First, Ms O'Donnell seems to have lost all of her critical faculties: her only remotely cavilling remark is that the ordinary reader might get lost in the detail of Albright's book. Second, and at the most basic level, it seems not to occur to Ms O'Donnell that Albright, like any political figure in her position, is in the business of writing a self-justifying narrative.
In keeping with this naïvety, Ms O'Donnell is incapable of recognising, for example, Albright's mangling of Soren Kierkegaard's aphorism about living life forwards but writing history backwards. Flowing from this, she is incapable of telling us whether Albright mentions the most brutal and unpleasant remark of her tenure as Secretary of State, that the death due to UN sanctions of hundreds of thousands of innocent Iraqi children was "a price worth paying".
Lastly, she raises the old canard that the Palestinians at the Camp David summit turned down "the best offer they would ever get from the Israelis". This myth was exposed comprehensively by Robert Malley, an American participant at the summit: the vaunted Israeli "offer" (of territories not Israel's to "offer" in the first place) was never presented formally or on paper, and hence was hardly an offer to be taken fully seriously. Ms O'Donnell quotes without demurral Albright's crass quip that the Palestinians weren't prepared to "yield a dime to make a dollar" - an extraordinarily vulgar formulation for a people who have already lost 78 per cent of their homeland.
One hopes that Ms O'Donnell's recent journey to the Gaza Strip will have revealed to her the moral idiocy of Albright's remark. - Yours, etc.,
CONOR McCARTHY, Ireland-Palestine Solidarity Campaign, Dublin 1.
Madam, - Senator David Norris says he feels betrayed by what the Israeli government is doing in Gaza (The Irish Times, January 23rd).

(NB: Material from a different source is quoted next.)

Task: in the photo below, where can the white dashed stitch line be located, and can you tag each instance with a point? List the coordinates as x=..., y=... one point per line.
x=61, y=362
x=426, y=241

I would point out that the Israeli people feel betrayed by the repeated Palestinian rejection of decades of attempts to resolve the conflict peacefully.
It is terrible that innocent Palestinians are suffering because of security clampdowns, but why drop the buck into the lap of the Israelis only? It is deceptive to claim that Israel is the stronger party. Fair analysis of the history and status quo of the region demonstrates that there is a formidable array of powerful Arab dictatorships arrayed against Israel. They must bear a large portion of responsibility for landing the unfortunate Palestinian people in this dreadful situation. - Yours, etc.,
PAT O'SULLIVAN, Knocknacurra, Bandon, Co Cork.